Curious: The Desire to Know and Why Your
Depends On It by Ian Leslie
Basic Books; 2014; 240 pp
Reviewed by Megan Turner


“We have the tendency to prioritize puzzles over mysteries, because we know they can be solved. The question ‘Where is Osama bin Laden?’ was a puzzle, and when it was solved there was great jubilation. ‘How best to combat Islamist terrorism?’—arguably a much more important question—is a mystery, but it receives far less attention among the public and in the media because it is so complex and seemingly intractable.”

Ian Leslie’s Curious is difficult to put down. Fascinating from start to finish, the nonfiction piece is fundamentally a thesis paper on curiosity and its essentiality to human development—yet it reads almost like a thriller, exploring this idea from every possible angle in a way that is both engaging and well … curious.

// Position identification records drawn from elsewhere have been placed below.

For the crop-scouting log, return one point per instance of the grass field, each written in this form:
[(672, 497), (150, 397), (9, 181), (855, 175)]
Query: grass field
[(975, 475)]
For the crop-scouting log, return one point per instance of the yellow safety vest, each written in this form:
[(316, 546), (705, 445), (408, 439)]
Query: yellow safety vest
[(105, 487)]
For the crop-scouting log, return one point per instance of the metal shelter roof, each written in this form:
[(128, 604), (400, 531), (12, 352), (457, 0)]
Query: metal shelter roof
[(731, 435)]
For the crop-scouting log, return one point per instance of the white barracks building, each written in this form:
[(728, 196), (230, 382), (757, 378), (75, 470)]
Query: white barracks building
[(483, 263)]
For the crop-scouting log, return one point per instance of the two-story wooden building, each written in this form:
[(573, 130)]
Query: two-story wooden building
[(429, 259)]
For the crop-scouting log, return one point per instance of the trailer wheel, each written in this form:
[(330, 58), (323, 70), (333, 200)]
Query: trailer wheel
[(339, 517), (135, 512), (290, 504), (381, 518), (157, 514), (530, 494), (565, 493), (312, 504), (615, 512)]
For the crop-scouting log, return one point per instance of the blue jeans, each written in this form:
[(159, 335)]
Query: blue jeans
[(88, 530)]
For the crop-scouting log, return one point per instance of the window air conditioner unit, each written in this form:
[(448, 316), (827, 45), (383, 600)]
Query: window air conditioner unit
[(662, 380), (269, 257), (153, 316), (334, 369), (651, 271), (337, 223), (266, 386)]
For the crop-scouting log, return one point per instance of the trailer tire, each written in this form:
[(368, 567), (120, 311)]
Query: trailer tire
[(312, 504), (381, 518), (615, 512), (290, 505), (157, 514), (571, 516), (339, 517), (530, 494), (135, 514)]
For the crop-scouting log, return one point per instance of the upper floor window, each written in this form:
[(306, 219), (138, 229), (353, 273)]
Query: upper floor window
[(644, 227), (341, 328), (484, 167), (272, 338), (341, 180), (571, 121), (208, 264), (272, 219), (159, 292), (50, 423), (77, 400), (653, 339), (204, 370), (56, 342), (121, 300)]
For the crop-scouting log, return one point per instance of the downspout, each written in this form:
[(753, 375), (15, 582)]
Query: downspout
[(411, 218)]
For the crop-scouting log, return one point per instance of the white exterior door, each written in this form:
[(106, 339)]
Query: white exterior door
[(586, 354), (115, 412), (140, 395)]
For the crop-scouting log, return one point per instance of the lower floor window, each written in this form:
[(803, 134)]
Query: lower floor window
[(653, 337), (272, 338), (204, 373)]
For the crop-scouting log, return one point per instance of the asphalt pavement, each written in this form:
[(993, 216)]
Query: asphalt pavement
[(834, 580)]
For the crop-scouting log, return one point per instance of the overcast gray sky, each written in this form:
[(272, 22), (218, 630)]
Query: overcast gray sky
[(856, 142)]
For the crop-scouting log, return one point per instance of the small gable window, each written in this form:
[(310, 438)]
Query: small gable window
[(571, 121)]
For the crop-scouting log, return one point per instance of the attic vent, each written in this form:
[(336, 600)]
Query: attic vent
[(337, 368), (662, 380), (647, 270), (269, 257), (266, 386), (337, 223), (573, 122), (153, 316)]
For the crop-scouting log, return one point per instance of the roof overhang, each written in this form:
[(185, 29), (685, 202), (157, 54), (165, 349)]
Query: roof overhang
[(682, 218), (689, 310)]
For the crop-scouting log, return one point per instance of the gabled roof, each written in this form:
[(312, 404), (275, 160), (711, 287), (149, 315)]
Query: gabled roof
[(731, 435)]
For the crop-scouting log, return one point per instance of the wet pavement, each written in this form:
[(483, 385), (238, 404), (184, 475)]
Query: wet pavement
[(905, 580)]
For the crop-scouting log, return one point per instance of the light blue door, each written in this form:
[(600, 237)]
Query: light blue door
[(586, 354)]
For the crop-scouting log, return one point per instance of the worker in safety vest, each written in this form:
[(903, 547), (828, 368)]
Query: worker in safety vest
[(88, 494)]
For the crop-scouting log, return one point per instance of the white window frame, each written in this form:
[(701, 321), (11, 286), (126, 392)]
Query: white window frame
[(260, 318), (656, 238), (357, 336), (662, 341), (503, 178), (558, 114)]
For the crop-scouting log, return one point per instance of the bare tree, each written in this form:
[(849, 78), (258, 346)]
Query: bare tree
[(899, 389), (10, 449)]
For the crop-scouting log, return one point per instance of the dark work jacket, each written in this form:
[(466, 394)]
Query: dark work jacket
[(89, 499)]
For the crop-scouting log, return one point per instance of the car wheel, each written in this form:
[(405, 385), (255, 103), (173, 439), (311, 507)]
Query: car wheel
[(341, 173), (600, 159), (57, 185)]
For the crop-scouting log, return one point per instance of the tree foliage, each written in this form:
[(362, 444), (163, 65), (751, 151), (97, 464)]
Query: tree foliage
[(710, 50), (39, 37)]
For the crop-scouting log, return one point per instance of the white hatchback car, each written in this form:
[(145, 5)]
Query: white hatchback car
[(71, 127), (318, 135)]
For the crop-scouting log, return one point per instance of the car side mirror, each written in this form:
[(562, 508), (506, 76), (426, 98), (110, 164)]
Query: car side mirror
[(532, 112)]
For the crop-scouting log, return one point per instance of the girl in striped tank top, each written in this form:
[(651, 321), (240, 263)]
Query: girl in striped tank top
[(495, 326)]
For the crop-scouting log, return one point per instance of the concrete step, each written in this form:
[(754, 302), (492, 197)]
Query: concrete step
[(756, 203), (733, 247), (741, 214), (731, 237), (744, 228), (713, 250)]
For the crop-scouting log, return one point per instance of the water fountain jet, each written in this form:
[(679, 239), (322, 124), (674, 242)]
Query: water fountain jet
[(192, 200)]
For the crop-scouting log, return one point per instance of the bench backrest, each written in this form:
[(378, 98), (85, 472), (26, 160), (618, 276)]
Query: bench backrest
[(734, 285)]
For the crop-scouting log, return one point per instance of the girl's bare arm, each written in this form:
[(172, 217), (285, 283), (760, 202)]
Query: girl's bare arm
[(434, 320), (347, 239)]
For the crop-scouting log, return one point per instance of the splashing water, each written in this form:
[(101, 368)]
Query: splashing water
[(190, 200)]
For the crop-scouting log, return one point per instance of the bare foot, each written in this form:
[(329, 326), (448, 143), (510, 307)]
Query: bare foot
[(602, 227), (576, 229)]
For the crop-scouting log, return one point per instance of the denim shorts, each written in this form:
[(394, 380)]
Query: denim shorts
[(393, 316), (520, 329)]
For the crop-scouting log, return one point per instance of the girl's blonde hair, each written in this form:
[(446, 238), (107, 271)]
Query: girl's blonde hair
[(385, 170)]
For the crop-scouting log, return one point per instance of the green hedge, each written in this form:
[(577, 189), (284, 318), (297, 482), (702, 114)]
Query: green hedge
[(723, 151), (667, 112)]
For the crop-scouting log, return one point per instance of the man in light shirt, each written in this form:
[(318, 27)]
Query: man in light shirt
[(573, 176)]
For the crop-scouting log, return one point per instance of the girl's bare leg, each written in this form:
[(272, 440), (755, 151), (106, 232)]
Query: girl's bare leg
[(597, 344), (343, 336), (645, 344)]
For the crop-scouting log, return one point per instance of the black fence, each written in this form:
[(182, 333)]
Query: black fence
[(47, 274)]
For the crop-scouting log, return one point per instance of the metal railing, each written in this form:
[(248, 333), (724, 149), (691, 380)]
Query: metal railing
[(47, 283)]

Leslie’s main idea is that curiosity, while sometimes more present in certain people, is a fluid trait that needs to be stoked and nurtured in order to exist. He classifies curiosity into three types: diversive, epistemic, and empathic curiosity. Diversive curiosity is the kind that most people have and involves a more superficial interest in events or objects. While this type of curiosity is useful, epistemic curiosity is arguably the more important of the two. It involves a deeper understanding of a situation or an idea. Without this type of curiosity, Leslie argues, people and their organizations cannot advance. The third type, empathic curiosity, involves an interest in the feelings of others. It, too, is essential to lifelong learning and is a subject Leslie also broaches in his work.

Curious explores the difference between puzzles and mysteries, showing the reader how mysteries are essential to life. Mysteries are what keep us occupied with sometimes unanswerable questions that continue on even after we has “solved” one aspect of the problem. Mysteries spark new ideas and provide insights that can only be found by asking, “Why?”

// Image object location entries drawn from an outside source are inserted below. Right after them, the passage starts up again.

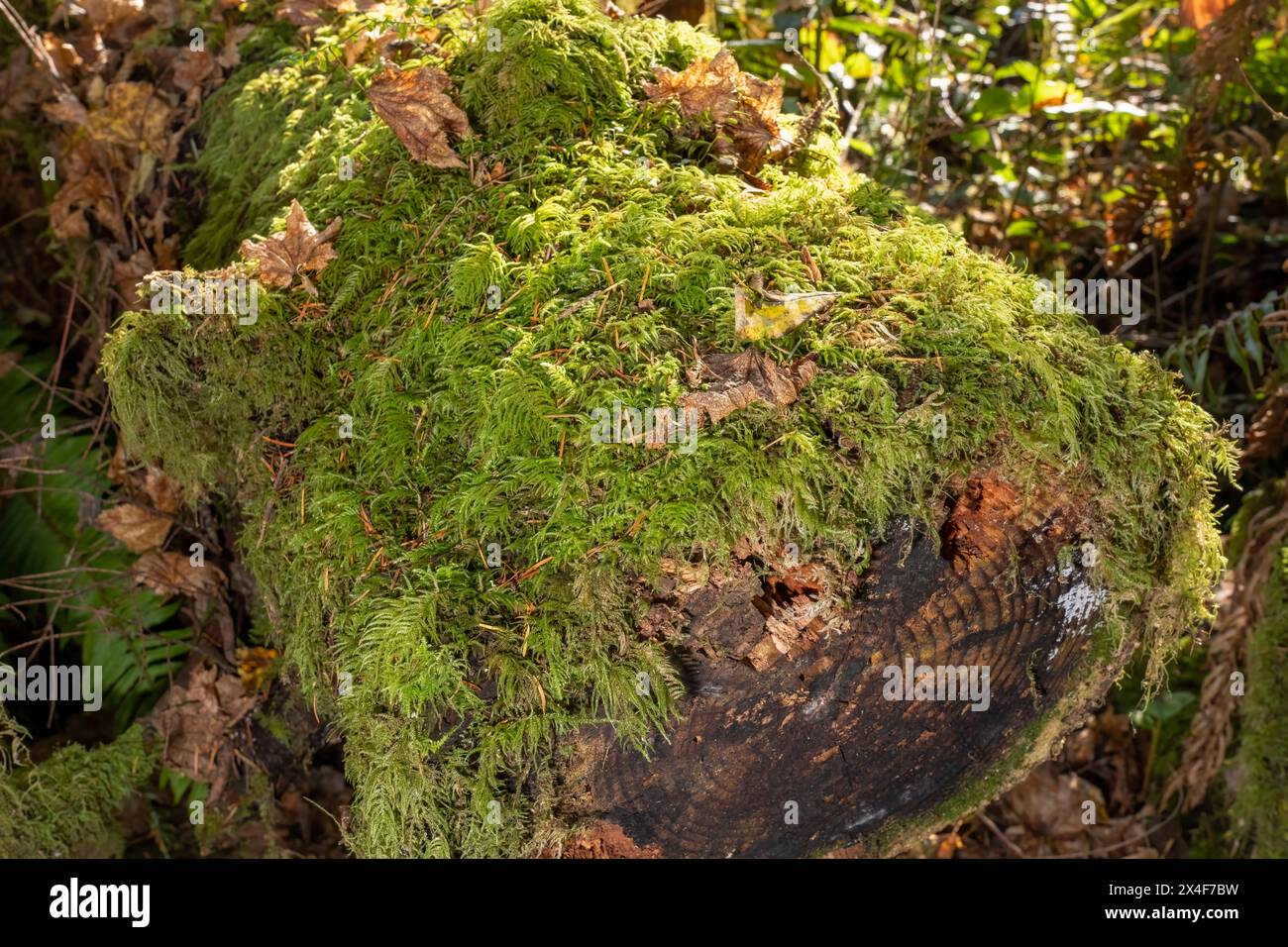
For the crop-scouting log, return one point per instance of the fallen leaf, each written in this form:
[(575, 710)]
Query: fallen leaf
[(737, 379), (140, 528), (256, 667), (772, 315), (743, 108), (172, 574), (415, 103), (133, 116), (300, 248), (162, 489), (1052, 802), (1199, 13), (85, 192)]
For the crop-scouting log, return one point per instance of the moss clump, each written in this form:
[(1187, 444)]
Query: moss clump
[(1260, 806), (472, 330), (68, 805)]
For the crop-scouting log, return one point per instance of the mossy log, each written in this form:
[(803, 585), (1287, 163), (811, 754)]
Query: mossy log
[(803, 753), (562, 641)]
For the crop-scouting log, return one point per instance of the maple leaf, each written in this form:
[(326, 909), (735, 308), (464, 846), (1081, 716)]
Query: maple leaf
[(415, 103), (300, 248), (742, 107)]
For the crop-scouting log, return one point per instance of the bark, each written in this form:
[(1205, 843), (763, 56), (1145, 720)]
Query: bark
[(765, 729)]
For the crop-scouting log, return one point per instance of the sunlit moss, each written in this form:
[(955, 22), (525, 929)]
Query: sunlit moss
[(472, 420)]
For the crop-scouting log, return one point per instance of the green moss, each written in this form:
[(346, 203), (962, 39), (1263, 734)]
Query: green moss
[(68, 804), (472, 425), (1261, 806)]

Leslie also discusses the importance of education and why it is essential to curiosity. Children cannot just be taught how to think, Leslie argues, their brains also need to be filled with seemingly useless facts so that they may later use this material at an advanced level.

In one particularly illuminating passage, Leslie shares an anecdote, which he draws from Paul Tough’s How Children Succeed. The story is about a young boy named James who excelled at chess despite attending a generally low-achieving public school in Brooklyn. Although James was clearly intelligent, his breadth of knowledge was limited. While his teacher tried to prepare him for an exam to gain entrance into an elite school, James was ultimately unable to perform on this test.

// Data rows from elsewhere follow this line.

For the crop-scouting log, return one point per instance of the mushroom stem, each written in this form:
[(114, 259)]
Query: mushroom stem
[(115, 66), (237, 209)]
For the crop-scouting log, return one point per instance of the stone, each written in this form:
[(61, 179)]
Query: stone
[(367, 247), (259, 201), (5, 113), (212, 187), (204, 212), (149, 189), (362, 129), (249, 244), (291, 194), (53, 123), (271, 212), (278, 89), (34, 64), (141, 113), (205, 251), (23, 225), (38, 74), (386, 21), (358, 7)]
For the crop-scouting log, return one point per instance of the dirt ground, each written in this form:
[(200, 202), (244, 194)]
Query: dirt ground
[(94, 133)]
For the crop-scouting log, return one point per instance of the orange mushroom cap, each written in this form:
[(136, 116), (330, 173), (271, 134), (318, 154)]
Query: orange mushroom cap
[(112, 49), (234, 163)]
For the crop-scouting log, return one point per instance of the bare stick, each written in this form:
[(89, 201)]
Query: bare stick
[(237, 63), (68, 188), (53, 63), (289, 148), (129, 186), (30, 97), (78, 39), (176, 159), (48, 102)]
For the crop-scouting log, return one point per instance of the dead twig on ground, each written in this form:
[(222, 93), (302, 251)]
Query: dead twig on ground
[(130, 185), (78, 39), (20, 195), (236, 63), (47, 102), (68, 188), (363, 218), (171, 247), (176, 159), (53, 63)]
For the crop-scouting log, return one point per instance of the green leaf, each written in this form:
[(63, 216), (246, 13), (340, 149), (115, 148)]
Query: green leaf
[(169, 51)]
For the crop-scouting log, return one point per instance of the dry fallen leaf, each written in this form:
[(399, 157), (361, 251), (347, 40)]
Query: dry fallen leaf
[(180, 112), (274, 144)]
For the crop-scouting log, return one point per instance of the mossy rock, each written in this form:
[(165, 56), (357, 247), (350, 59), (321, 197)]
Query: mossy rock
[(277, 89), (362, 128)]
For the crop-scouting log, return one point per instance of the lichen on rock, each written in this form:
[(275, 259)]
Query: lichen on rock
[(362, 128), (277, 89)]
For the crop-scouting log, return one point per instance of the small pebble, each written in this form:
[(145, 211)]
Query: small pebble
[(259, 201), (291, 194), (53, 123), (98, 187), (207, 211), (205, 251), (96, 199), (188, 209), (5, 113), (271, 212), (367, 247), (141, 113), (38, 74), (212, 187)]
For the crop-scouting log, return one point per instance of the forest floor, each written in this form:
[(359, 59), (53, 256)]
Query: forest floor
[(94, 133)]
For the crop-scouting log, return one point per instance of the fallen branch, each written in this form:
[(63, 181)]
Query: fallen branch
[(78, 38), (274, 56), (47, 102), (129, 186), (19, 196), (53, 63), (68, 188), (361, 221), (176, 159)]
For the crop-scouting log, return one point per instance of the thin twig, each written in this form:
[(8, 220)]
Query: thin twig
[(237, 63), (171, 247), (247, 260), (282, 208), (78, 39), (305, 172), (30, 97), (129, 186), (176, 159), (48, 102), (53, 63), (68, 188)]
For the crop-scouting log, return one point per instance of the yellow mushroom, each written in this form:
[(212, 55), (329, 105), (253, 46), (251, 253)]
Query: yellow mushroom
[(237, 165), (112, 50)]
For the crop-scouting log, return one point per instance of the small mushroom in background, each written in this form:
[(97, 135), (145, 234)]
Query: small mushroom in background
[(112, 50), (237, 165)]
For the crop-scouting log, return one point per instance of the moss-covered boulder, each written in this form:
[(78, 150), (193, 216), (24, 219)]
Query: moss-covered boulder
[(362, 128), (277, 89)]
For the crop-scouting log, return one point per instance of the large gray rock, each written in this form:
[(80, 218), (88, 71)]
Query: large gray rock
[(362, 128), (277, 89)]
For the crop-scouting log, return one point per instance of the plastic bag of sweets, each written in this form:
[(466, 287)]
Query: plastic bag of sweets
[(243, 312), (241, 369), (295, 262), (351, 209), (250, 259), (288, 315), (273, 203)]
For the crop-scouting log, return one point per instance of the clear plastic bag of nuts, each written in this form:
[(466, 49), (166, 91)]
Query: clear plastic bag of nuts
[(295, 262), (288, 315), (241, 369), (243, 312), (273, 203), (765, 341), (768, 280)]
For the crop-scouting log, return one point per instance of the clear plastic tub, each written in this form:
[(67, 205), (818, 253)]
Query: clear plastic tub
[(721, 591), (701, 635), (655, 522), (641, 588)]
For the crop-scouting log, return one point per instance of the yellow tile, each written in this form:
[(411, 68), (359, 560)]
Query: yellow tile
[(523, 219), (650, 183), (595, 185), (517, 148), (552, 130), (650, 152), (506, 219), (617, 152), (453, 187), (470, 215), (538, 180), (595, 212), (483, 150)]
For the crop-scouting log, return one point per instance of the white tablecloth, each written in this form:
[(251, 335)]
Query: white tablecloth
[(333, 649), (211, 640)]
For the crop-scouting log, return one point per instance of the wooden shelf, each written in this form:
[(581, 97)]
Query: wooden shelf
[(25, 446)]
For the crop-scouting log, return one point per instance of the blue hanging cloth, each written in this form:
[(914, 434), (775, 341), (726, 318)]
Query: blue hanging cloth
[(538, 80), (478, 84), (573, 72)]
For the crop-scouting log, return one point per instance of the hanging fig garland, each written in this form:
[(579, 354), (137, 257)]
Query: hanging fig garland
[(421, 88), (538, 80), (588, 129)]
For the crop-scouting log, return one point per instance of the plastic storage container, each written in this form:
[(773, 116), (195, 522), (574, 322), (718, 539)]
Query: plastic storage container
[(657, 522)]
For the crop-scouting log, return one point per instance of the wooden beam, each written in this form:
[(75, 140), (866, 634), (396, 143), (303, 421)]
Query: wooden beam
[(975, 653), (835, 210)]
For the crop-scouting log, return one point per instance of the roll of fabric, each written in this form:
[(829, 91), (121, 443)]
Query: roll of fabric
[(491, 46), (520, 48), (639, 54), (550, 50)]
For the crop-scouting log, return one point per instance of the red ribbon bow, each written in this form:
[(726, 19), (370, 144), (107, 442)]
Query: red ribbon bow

Writes Leslie, “James failed to gain entry to Stuyvesant, whose best chess players would have been no match for him, not because he lacked curiosity, or grit, or intelligence. He failed because, unlike middle-class kids, he hadn’t been ‘stuffed with information’ from an early age.”

Leslie ends the book with seven steps on how to maintain curiosity, including being a “thinkerer” and becoming a “foxhog,” or an expert in a few areas with a broad understanding and interest in many things.

The author does an excellent job at providing clear examples, but Leslie’s book ultimately succeeds because it is sharp, fresh, and extremely well written. I believe it is the sort of concise yet meaningful work that many of the innovators he references would ultimately approve of. Leslie’s Curious is a fun, illuminating read. My only advice: purchase a copy and start reading right away.